Publicado em: 22 de setembro de 2019

A paralisação afeta totalmente as linhas de ônibus intermunicipais da região. Foto: Divulgação.

Empresa pretende tomar medidas judiciais contra greve que paralisa totalmente transporte intermunicipal

JESSICA MARQUES

A Viação São Roque, responsável por linhas intermunicipais entre São Roque, Alumínio, Mairinque e Ibiúna, Região Metropolitana de Sorocaba, informou à imprensa local que o pagamento dos funcionários não está atrasado.

As linhas são gerenciadas pela EMTU – Empresa Metropolitana de Transportes Urbanos de São Paulo e estão paralisadas desde sábado, 21 de setembro de 2019, conforme noticiado pelo Diário do Transporte.

Relembre: https://diariodotransporte.com.br/2019/09/21/greve-afeta-linhas-intermunicipais-entre-sao-roque-aluminio-mairinque-e-ibiuna/

Ao Jornal da Economia, a empresária Cleusa Maria Souza Arnóbio, responsável pela empresa, afirmou que o pagamento dos funcionários não está atrasado como divulgou o sindicato da categoria.
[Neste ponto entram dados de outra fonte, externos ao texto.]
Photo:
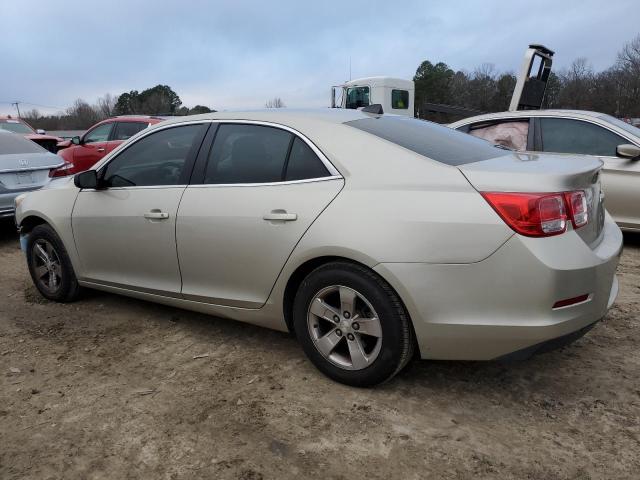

Entretanto, a empresária não negou que estão em atraso a cesta básica, as férias e o vale-refeição. Sobre estes itens, Cleusa garante que estão em negociação com a categoria para serem acertados ainda nesta semana.

A paralisação afeta totalmente as linhas de ônibus intermunicipais da região, com nenhum veículo operando, segundo a empresa. Desta forma, a Viação São Roque pretende tomar medidas cabíveis na Justiça contra a paralisação.

“O Sindicato está descumprindo o que está na lei, ou seja, pelo menos 30% dos funcionários deveriam estar trabalhando para atender parte dos usuários que estão sem condução e ficaram prejudicados sem o transporte público”, disse Cleusa, ao Jornal da Economia.

Os 88 trabalhadores da Viação entraram em estado de greve na última terça-feira, 17, cumprindo o prazo de 72 horas determinado pela lei de greve em serviço essencial.

O Sindicato dos Rodoviários de Sorocaba e Região informa que a empresa tem atrasado com frequência o pagamento de salário, tíquete-refeição e cesta básica. A decisão da categoria é só voltar ao trabalho quando a empresa pagar todos os atrasados.